Using concurrent.futures.ThreadPoolExecutor: The concurrent.futures module provides a high-level interface for asynchronously executing callables. You can use ThreadPoolExecutor to manage a pool of threads easily. This is especially handy for IO-bound functions as it avoids the overhead of creating new processes. Here’s an example:

from concurrent.futures import ThreadPoolExecutor

def long_running_func(p):
    c_func_no_gil(p)

with ThreadPoolExecutor(max_workers=4) as executor:
    results = list(executor.map(long_running_func, range(100)))

It’s a simple yet powerful way to implement a Python thread pool!

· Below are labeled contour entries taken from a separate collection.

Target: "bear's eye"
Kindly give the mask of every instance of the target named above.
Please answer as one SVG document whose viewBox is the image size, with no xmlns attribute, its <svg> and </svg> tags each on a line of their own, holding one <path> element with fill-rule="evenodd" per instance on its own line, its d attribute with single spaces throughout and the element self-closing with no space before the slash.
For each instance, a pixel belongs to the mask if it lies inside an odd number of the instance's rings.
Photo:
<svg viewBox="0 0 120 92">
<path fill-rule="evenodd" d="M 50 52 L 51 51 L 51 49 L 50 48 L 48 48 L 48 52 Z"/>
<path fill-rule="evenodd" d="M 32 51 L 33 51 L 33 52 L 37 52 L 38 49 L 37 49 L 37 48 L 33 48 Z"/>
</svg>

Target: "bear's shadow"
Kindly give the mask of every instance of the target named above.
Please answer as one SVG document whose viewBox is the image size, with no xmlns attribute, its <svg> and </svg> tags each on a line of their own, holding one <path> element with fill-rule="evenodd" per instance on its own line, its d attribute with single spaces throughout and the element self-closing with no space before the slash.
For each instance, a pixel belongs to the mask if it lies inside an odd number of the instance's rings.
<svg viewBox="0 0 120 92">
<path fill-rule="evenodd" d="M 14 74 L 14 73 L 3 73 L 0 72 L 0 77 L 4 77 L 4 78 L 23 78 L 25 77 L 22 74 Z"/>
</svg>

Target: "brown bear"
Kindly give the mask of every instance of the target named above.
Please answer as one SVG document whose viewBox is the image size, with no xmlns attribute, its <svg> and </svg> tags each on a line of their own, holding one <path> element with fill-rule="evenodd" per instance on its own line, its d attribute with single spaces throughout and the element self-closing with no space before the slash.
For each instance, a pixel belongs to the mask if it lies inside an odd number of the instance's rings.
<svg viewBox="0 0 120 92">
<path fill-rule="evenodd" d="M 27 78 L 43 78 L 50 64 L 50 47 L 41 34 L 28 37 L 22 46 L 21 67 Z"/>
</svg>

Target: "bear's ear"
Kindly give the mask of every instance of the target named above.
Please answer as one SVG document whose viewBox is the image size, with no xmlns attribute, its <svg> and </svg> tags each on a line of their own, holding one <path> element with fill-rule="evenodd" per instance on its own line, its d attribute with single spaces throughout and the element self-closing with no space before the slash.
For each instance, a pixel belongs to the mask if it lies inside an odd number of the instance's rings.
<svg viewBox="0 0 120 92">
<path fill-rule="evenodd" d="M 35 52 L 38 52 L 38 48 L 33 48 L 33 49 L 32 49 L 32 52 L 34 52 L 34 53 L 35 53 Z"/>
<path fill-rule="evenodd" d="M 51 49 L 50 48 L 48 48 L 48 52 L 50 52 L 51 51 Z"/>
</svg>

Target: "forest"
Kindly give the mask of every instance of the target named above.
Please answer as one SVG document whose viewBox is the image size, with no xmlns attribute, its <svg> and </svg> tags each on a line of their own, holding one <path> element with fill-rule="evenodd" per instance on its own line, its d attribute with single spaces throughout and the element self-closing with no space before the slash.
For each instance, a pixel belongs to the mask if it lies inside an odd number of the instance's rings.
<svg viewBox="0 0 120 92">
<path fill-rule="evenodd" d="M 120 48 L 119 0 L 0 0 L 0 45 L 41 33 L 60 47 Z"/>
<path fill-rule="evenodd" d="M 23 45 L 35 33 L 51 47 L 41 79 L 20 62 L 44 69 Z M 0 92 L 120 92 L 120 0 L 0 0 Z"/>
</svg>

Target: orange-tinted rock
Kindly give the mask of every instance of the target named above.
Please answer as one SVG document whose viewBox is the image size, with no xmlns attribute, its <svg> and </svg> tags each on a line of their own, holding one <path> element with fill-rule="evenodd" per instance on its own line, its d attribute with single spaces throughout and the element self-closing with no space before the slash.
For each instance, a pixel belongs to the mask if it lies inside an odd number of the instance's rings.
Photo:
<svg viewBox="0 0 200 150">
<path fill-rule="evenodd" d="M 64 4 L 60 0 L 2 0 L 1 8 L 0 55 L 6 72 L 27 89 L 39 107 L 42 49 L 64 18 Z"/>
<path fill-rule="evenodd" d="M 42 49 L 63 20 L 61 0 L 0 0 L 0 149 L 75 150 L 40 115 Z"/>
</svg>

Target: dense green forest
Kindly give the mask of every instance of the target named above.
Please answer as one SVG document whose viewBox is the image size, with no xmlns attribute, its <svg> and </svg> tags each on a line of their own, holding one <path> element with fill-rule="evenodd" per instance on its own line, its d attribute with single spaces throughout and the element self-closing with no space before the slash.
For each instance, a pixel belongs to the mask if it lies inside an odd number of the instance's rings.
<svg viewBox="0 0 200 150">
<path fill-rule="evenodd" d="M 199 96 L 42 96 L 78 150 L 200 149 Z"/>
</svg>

jacqueline-bosco · December 6, 2024, 10:40am

Hey Everyone!

Building on what @ian-partridge mentioned, another approach is using queue.Queue with worker threads. This method lets you manually manage the thread pool, providing more control over task distribution among threads. Here’s an example:

import threading
import queue

def worker(task_queue):
    while True:
        p = task_queue.get()
        if p is None:
            break
        c_func_no_gil(p)

task_queue = queue.Queue()
threads = []

# Create worker threads
for _ in range(4):
    t = threading.Thread(target=worker, args=(task_queue,))
    t.start()
    threads.append(t)

# Add tasks to the queue
for p in range(100):
    task_queue.put(p)

# Stop workers
for _ in range(4):
    task_queue.put(None)
for t in threads:
    t.join()

This gives you the flexibility to tailor thread behavior exactly as needed!

panchal_archanaa · December 9, 2024, 10:41am

Adding to Toby’s detailed explanation, another efficient method is using multiprocessing.dummy.Pool. This version of Pool uses threads rather than processes, which reduces overhead while still allowing thread-based parallelism. Here’s how it works:

from multiprocessing.dummy import Pool as ThreadPool

def long_running_func(p):
    c_func_no_gil(p)

pool = ThreadPool(4)
results = pool.map(long_running_func, range(100))
pool.close()
pool.join()

It’s perfect if you want the simplicity of multiprocessing. Pool but with the lighter weight of threads!